Session 612: Old Age and Power
Tuesday 12 July 2005, 11.15-12.45
|Moderator/Chair:||Manuela Santos Silva, Faculdade de Letras, Universidade de Lisboa|
|Paper 612-a||William the Lion: The End of an Era|
Index terms: Politics and Diplomacy
|Paper 612-b||Age, Retirement, and Power in Medieval Catalonia|
Index terms: Religious Life, Social History
|Paper 612-c||The Ambiguities of Age: Growing Old in a Renaissance Commune|
Index terms: Daily Life, Gender Studies, Mentalities
Abstract Paper a) In 1214, one of the greatest and underrated Scottish Kings, William I, died, leaving an underage heir and a kingdom weakened by rival claimants to the throne. The last years of King William’s reign were marred by his failure to quash the MacWilliam rebellion in the north of the kingdom and even more so by his capitulation to the English throne. The majority of his forty-nine year reign of Scotland is impressive as a tribute to this king’s influence internationally in France and Holland and his interest in French culture and Anglo-Norman customs begun under his grandfather, David I. This paper strives to present the effect of age politically on the kingdom of Scotland in the early thirteenth century.
Paper b) In 1187, Countess Dolça of Urgel founded the Cistercian convent of Les Franqueses in central Catalonia. Soon after its completion, the countess retired to the monastery, where she continued to manage her properties and interests from behind the community’s walls. A half a century later, Guillem de Cervera, advisor to King Jaume I, left his monarch’s side in order to retire to the Cistercian community of Poblet, where he immediately became a key figure in the monastery’s administration. This paper will examine what aging and retirement meant for these Catalan nobles, and how they maintained their secular power while leaving the world in search of religious lives.
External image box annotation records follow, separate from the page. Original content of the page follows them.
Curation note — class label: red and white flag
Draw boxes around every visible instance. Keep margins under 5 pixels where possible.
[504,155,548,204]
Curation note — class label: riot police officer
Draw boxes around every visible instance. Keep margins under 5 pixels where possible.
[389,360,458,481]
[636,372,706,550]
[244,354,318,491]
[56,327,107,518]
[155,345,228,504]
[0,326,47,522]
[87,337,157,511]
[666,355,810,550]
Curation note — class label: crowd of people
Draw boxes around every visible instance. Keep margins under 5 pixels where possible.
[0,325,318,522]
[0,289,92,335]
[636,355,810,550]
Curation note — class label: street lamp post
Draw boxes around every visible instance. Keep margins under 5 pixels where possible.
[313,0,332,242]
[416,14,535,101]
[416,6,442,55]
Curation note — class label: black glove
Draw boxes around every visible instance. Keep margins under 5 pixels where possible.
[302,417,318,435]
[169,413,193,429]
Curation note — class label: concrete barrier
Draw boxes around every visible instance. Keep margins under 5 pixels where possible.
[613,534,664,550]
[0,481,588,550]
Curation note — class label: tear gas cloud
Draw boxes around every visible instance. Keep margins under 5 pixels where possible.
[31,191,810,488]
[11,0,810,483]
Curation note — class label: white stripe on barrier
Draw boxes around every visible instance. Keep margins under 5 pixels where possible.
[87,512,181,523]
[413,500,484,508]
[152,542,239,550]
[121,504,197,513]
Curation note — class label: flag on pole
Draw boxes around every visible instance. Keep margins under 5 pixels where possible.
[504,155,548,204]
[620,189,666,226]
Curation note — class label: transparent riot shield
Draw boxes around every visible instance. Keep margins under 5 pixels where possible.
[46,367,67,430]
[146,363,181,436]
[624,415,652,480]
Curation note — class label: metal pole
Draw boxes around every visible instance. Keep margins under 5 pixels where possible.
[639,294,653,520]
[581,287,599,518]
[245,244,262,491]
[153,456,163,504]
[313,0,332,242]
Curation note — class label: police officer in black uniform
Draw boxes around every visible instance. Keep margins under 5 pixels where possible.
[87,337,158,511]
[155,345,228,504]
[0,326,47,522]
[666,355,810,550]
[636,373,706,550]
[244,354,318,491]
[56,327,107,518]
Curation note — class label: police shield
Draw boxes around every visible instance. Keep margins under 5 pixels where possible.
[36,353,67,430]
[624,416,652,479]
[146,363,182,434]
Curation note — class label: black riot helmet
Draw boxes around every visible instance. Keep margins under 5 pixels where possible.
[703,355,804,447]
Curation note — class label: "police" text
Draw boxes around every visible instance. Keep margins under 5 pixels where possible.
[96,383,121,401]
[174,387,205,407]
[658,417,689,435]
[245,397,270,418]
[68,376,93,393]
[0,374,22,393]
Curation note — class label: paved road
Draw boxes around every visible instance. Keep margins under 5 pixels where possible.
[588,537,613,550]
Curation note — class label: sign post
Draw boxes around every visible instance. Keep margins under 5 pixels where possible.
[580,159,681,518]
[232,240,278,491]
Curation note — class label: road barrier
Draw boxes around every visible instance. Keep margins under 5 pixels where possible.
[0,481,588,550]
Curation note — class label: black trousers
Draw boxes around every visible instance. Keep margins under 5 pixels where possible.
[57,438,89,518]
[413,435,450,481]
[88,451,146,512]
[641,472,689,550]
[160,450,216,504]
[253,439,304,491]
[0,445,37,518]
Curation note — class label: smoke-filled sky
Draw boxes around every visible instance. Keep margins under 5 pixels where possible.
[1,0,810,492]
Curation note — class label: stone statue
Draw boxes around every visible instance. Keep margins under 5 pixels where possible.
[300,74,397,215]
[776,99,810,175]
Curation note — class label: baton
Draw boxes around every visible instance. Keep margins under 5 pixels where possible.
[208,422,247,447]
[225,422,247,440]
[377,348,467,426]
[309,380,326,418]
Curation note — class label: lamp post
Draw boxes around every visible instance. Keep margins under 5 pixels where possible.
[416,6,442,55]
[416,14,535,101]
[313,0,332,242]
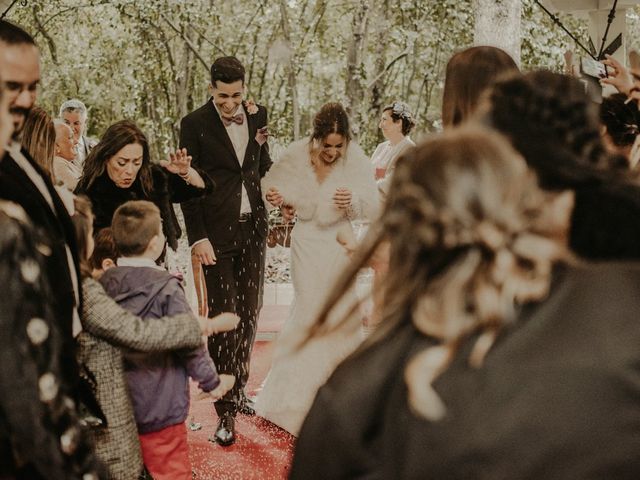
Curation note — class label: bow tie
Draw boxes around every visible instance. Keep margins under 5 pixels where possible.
[220,113,244,127]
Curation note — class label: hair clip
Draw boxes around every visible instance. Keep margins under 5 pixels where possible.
[391,102,413,120]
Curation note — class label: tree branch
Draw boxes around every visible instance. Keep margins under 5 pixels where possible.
[160,13,210,70]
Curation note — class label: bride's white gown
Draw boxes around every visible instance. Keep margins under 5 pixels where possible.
[256,136,377,436]
[256,216,362,435]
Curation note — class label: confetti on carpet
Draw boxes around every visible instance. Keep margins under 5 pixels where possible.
[187,342,295,480]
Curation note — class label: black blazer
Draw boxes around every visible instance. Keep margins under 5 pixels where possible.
[75,164,214,250]
[291,264,640,480]
[0,149,82,339]
[180,99,272,249]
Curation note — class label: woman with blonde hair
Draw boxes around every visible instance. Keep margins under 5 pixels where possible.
[22,107,56,179]
[290,125,640,480]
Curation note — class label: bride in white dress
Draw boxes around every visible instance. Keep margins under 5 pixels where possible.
[256,103,378,435]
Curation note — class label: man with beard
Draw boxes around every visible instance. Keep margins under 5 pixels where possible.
[0,20,105,479]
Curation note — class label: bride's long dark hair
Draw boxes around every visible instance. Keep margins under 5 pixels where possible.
[311,102,351,143]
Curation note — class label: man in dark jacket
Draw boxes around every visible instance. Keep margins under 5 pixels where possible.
[0,20,104,478]
[180,57,271,445]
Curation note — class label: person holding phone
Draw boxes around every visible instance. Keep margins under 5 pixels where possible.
[180,57,272,446]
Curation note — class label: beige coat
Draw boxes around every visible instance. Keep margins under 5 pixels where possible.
[77,278,202,480]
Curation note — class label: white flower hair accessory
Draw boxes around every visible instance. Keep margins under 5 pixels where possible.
[391,102,413,121]
[244,98,258,115]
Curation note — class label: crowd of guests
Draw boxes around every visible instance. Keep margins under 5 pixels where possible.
[0,13,640,480]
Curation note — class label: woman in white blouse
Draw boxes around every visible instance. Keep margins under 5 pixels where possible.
[371,102,416,198]
[365,102,416,332]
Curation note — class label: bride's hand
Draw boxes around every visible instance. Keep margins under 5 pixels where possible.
[333,188,352,210]
[266,187,284,207]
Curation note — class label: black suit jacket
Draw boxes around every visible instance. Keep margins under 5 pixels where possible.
[0,149,82,338]
[180,99,272,250]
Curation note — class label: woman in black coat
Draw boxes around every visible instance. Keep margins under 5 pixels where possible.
[75,120,214,250]
[291,130,640,480]
[0,201,107,480]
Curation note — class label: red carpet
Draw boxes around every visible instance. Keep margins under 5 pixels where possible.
[189,342,295,480]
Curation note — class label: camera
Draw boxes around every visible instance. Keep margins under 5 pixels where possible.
[580,57,608,79]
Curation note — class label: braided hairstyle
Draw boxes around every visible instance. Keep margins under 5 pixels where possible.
[487,70,626,190]
[309,127,570,419]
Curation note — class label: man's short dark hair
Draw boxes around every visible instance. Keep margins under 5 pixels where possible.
[0,20,36,45]
[211,57,245,87]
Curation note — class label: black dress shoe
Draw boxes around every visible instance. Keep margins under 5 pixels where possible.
[238,397,256,417]
[214,412,236,447]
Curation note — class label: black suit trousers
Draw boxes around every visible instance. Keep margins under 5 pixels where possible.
[203,220,266,415]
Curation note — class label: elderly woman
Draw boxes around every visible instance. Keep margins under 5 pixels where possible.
[371,102,416,197]
[256,103,378,435]
[290,130,640,480]
[53,118,82,191]
[76,120,213,250]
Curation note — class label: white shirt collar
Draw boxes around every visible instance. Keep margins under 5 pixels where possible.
[117,257,164,270]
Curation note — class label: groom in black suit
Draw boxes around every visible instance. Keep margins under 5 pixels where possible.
[180,57,271,446]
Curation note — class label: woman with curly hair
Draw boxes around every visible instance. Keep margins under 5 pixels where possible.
[256,103,378,435]
[442,46,519,129]
[290,127,640,480]
[600,93,640,169]
[75,120,214,250]
[484,71,640,260]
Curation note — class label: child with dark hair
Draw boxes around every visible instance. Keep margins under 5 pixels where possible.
[100,200,238,480]
[89,228,118,279]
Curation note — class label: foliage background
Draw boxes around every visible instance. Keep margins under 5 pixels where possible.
[3,0,596,158]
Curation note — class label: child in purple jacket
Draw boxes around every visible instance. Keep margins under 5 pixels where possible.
[100,201,234,480]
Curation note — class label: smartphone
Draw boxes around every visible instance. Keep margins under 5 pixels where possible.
[580,57,607,79]
[629,50,640,70]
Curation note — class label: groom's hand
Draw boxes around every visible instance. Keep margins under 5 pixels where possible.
[191,240,217,265]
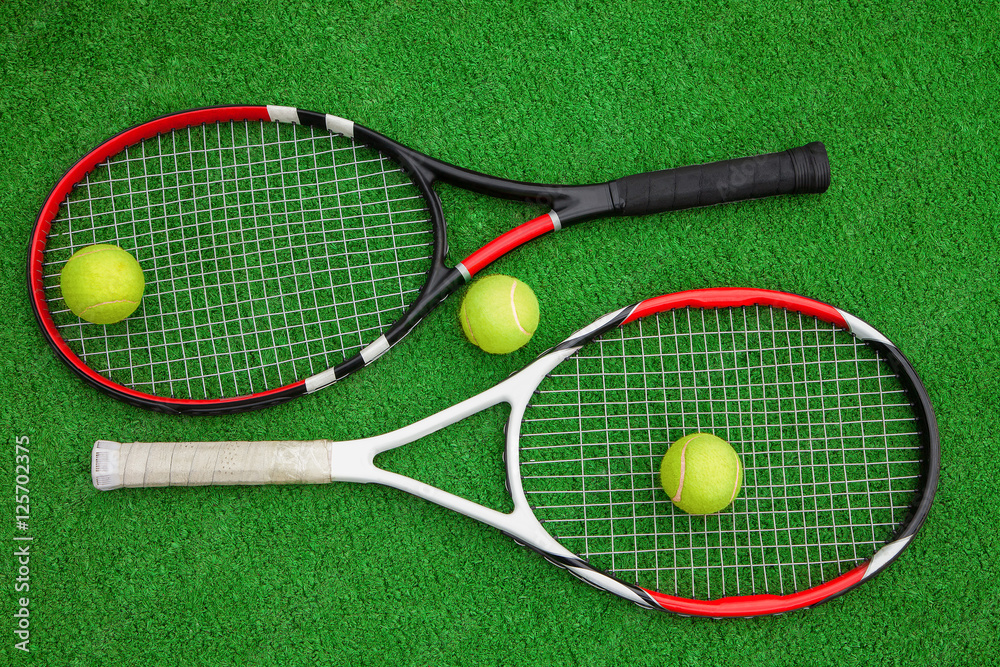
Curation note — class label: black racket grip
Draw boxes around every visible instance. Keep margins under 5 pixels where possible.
[612,141,830,215]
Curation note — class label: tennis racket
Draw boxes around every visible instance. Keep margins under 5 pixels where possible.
[92,288,940,617]
[28,107,830,413]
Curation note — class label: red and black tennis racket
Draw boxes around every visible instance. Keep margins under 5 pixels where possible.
[28,106,830,413]
[93,289,940,616]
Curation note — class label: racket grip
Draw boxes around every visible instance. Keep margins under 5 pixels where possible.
[612,141,830,215]
[91,440,331,491]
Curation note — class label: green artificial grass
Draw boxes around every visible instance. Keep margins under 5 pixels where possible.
[0,0,1000,667]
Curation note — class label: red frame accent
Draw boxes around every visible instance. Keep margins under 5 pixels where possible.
[643,561,868,618]
[462,213,556,276]
[28,106,282,405]
[622,287,848,329]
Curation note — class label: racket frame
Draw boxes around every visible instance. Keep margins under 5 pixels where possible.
[92,288,940,618]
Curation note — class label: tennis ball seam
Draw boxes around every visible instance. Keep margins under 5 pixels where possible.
[78,299,139,317]
[670,440,691,503]
[510,281,531,336]
[462,302,480,347]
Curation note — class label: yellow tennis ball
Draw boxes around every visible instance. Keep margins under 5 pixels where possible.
[660,433,743,514]
[59,243,146,324]
[459,274,538,354]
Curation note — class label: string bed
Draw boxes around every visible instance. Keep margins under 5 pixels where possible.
[520,307,923,600]
[44,121,433,399]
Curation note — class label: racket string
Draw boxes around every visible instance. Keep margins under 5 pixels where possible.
[521,308,922,599]
[44,122,434,399]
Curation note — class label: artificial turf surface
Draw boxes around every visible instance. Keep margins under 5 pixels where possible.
[0,0,1000,667]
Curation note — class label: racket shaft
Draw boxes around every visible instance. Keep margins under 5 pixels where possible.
[91,440,331,490]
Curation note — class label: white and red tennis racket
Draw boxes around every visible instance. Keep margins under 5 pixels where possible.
[93,289,940,616]
[28,106,830,413]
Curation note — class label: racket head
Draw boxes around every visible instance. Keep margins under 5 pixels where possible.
[506,288,940,617]
[28,106,461,414]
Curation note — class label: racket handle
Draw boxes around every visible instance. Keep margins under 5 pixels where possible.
[91,440,331,491]
[612,141,830,215]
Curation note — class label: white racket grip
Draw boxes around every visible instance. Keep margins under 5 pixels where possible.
[91,440,331,491]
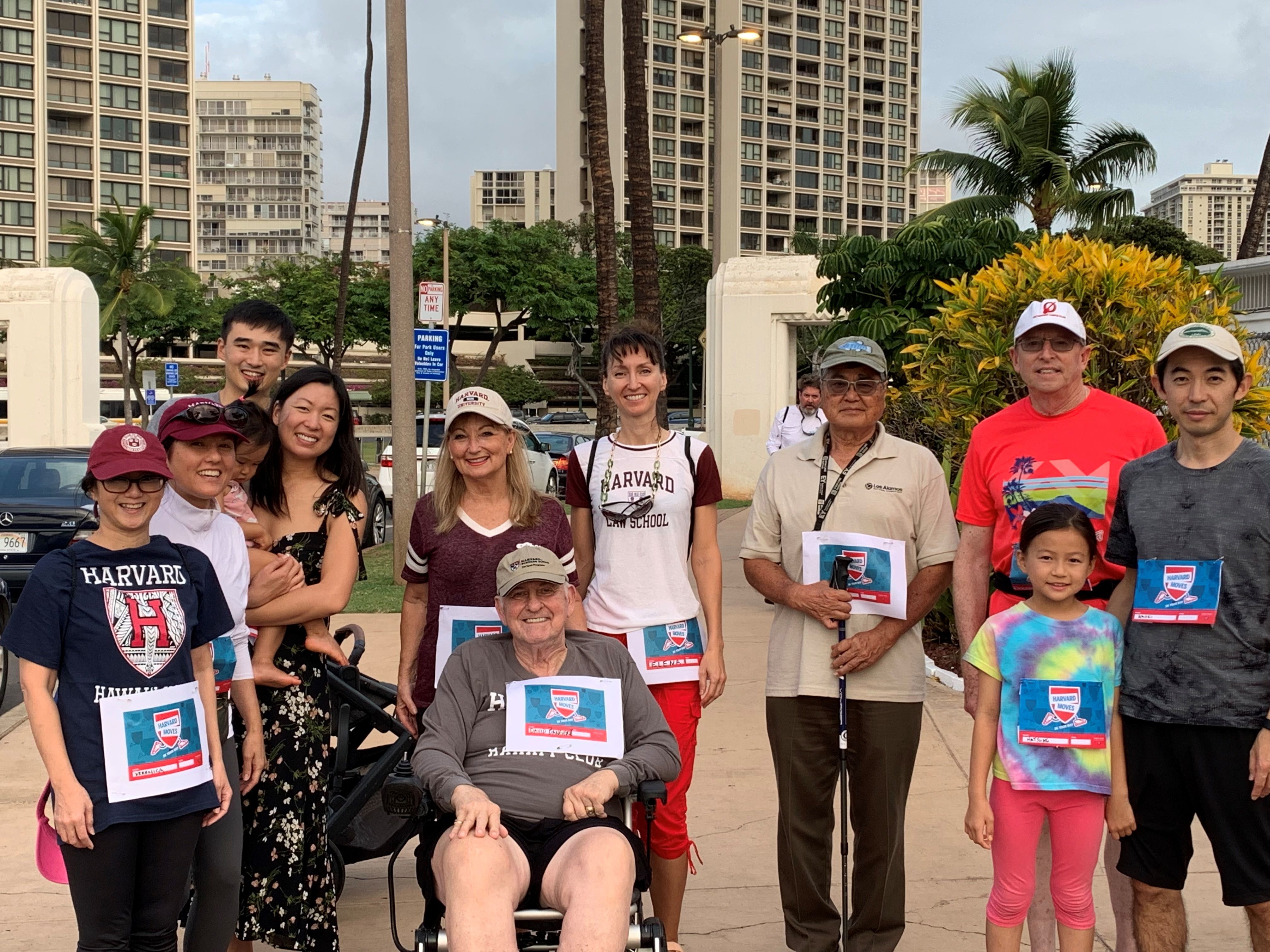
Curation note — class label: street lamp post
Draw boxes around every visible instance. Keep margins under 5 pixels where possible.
[679,26,763,275]
[384,0,414,579]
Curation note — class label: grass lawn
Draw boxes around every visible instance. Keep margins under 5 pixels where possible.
[344,545,405,612]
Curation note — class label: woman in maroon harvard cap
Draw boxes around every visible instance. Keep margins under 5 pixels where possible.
[3,427,234,949]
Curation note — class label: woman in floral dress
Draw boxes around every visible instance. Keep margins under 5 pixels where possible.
[232,367,366,952]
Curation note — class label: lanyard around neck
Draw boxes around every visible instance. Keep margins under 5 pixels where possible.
[811,430,878,532]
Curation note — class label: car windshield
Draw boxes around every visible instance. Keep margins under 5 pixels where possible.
[533,433,573,453]
[0,456,88,508]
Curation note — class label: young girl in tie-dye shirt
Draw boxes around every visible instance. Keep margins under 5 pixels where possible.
[965,503,1133,952]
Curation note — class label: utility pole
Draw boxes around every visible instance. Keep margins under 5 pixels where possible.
[384,0,416,579]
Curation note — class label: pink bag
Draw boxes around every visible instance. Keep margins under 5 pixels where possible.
[36,783,69,886]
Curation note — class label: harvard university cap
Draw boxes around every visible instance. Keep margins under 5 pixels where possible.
[1015,297,1087,340]
[494,546,569,598]
[446,387,512,433]
[88,427,171,480]
[1156,322,1243,363]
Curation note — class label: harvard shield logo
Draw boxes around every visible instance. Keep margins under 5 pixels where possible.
[1156,565,1195,603]
[150,707,189,756]
[842,548,872,585]
[1041,684,1088,727]
[547,688,587,722]
[102,588,186,678]
[662,622,692,651]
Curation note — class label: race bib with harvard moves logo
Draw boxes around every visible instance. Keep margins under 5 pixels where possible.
[1130,558,1222,625]
[506,675,626,758]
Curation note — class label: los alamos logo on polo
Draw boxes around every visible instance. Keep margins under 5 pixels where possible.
[524,684,608,741]
[102,588,186,678]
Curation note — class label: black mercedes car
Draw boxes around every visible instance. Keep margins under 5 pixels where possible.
[0,447,96,600]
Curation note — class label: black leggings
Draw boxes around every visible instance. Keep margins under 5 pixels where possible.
[62,811,204,952]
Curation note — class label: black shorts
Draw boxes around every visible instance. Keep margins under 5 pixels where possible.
[415,816,651,909]
[1116,717,1270,906]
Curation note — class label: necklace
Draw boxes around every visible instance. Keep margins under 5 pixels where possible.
[599,427,662,520]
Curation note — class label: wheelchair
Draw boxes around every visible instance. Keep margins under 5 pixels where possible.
[381,760,666,952]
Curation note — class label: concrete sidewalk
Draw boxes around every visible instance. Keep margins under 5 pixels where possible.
[0,510,1248,952]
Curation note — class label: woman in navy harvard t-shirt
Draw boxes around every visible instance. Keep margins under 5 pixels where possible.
[3,427,234,952]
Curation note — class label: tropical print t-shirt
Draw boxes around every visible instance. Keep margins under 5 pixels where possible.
[956,387,1167,612]
[965,602,1124,795]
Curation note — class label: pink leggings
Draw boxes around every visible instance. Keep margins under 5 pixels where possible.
[988,778,1106,929]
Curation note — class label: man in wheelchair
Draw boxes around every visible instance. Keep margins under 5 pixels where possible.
[411,546,679,952]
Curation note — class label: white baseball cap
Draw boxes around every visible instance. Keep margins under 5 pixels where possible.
[1015,297,1086,340]
[446,387,512,433]
[1156,322,1243,364]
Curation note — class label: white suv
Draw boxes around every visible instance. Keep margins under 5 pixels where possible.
[380,414,559,507]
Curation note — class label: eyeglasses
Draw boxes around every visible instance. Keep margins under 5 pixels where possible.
[1015,338,1079,354]
[824,380,886,397]
[102,473,168,494]
[599,494,657,520]
[176,404,246,429]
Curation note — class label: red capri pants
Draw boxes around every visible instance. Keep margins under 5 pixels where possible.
[988,777,1106,929]
[596,631,701,864]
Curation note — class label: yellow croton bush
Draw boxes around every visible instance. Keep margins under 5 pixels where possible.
[903,235,1270,465]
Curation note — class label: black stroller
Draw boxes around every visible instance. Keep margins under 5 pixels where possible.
[326,625,422,898]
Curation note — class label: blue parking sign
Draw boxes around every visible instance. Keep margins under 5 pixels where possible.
[414,327,449,381]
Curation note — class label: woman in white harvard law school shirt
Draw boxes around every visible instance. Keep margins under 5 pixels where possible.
[565,326,726,949]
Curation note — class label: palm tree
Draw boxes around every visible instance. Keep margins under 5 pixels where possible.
[586,0,620,437]
[331,0,375,373]
[62,202,198,423]
[912,52,1156,231]
[622,0,664,332]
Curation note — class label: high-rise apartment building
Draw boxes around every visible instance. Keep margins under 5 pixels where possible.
[321,202,391,264]
[471,165,555,227]
[193,78,321,278]
[1142,159,1270,260]
[0,0,193,265]
[556,0,921,260]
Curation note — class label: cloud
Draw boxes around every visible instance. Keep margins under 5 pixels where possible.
[196,0,1270,224]
[194,0,555,224]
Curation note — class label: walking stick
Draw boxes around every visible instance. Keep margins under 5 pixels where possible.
[829,556,851,948]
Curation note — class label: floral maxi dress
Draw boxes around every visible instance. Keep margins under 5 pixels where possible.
[235,489,366,952]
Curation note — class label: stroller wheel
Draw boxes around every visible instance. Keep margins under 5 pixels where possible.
[639,916,666,952]
[328,843,344,899]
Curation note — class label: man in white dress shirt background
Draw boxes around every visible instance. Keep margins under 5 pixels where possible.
[767,373,824,456]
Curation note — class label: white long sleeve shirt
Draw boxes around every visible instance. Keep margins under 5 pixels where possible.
[767,404,826,456]
[150,485,251,680]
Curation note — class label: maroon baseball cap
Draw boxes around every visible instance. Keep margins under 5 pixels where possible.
[88,427,171,480]
[159,397,243,440]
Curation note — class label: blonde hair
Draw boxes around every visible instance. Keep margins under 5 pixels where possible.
[432,424,545,534]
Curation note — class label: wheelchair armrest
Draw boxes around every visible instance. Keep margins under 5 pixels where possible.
[380,760,437,820]
[635,781,666,816]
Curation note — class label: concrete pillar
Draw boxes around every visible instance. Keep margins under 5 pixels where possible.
[704,255,829,499]
[0,268,102,447]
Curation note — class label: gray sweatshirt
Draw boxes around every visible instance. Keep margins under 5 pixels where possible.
[410,631,679,821]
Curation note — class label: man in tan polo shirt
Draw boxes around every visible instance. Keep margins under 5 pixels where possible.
[741,338,958,952]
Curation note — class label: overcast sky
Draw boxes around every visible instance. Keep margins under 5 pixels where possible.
[194,0,1270,225]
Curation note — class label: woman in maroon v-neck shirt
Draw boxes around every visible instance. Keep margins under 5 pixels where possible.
[396,387,587,734]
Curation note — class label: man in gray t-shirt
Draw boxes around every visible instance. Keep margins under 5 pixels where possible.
[410,545,679,948]
[1106,324,1270,952]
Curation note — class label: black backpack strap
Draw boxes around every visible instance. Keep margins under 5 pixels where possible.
[683,434,701,555]
[587,437,603,508]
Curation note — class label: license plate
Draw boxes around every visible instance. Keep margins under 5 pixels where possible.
[0,532,31,552]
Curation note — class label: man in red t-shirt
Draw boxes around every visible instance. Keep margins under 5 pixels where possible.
[952,300,1167,952]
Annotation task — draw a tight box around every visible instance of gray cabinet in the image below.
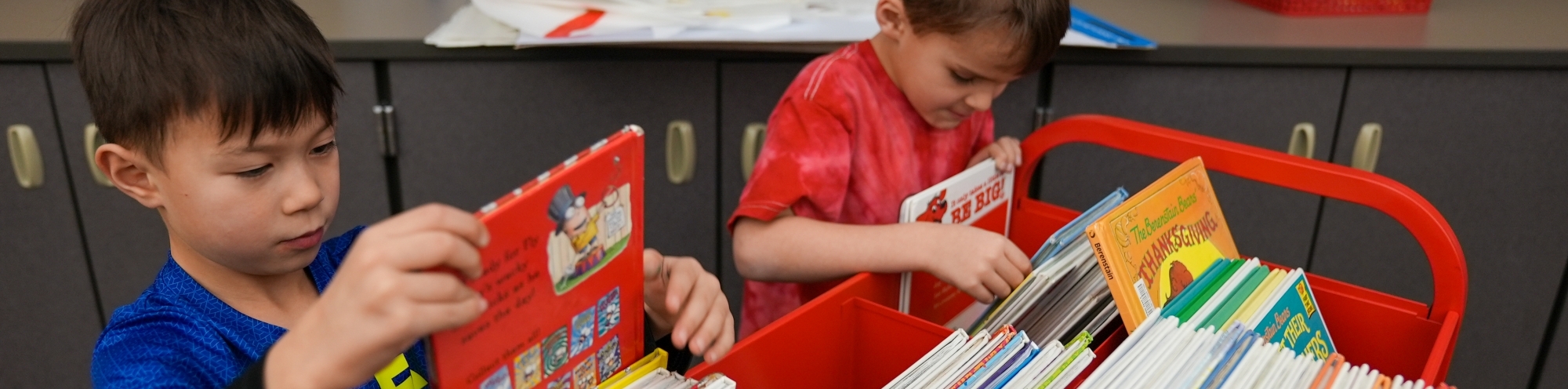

Paper c) ‘Because I am sixty years old, my thoughts fly around like sparrows in a net.’ So remarks Bindino da Travale, a fifteenth-century Sienese painter and chronicler. Yet older men were the only ones entrusted with maintaining order in the family and in the republics of Renaissance Italy. What were expectations of aging? How did aging men perceive themselves? How did fellow citizens perceive and portray them? What of women? Did they rise or descend in status as a result of aging? Political, literary and artistic sources will be used to investigate these questions.